A tentative deal appears to have been reached on a bailout of the banking system, with the Administration appearing with the Congressional leadership to announce that negotiations had succeeded. With agreement principles in hand the fine print must now be created, and the deal is subject to that final round of approval of the written word. From the Washington Post:
Congressional leaders and the Bush administration this morning said they had struck an accord to insert the government deeply into the nation’s financial markets, agreeing to spend up to $700 billion to relieve Wall Street of troubled assets backed by faltering home mortgages.
House and Senate negotiators from both parties emerged with Treasury Secretary Henry M. Paulson Jr. at 12:30 a.m. from a marathon session in the Capitol to announce that they had reached a tentative agreement on a proposal to give Paulson broad authority to organize one of the biggest government interventions in the private sector since the Great Depression.
While the details are being put to paper the Post is reporting some areas of agreement:
A senior administration official, who requested anonymity to speak freely about the plan, said both sides had made significant concessions to achieve compromise. The Bush administration has agreed to accept a number of Democratic demands, including:
· The money would be dispersed in segments, with Paulson receiving $250 billion immediately, $100 billion upon White House certification of its necessity and the final $350 billion only after Congress has been given 15 days to object.
· Firms participating in the bailout would be required to grant the government warrants to obtain nonvoting shares of stock, so taxpayers can benefit if the companies return to profitability.
Firms taking advantage of the bailout would be required to limit compensation for senior executives, with especially severe limits on “golden parachutes” at failing firms. The compensation limits will be enacted primarily, but not solely, through the tax code by reducing tax deductions for firms that pay executives more than $400,000 a year.
The administration also agreed to Democratic demands that the financial services industry should help pay for the program. Under the agreement, the president would be required to propose a fee on the industry if the government has not recovered its money through sales of the assets within five years.
The Democrats were forced to give as well.
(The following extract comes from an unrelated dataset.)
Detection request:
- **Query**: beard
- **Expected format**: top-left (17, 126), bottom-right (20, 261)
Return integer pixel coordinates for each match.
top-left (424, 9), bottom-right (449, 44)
Democrats also made a number of concessions, abandoning demands that bankruptcy judges be empowered to modify home mortgages on primary residences for people in foreclosure. They also agreed not to dedicate a portion of any profits from the bailout program to an affordable housing fund that Republicans claimed would primarily assist social service organizations that support the Democratic Party, the official said.
Meanwhile, House Republicans won a major victory, persuading negotiators to include a provision that would require the Treasury Department to create a federal insurance program that would guarantee banks and other firms against loss from any troubled asset, the official said.
And so as the details are now worked out you have a fundamental re-ordering of the American financial system, and at $700 billion we do not know if it will really work. I hope that it does for everyones sake.
Have you noticed a lack of rancor. I expected Nancy Pelosi and Harry Reid to blame the Republicans, as you did, for the problem. But, even though the conservative Republicans resisted the first deal she still acted like a responsible politician. ho new.
By the way, check out the Tribune Editorial pages. Arguments made in the Editorial regarding the history of the banking collapse follow exactly the logic I laid down in a previous entry.
But, in the end I agree with you, I hope it works.
Good news though drilling is apparently open on both coasts.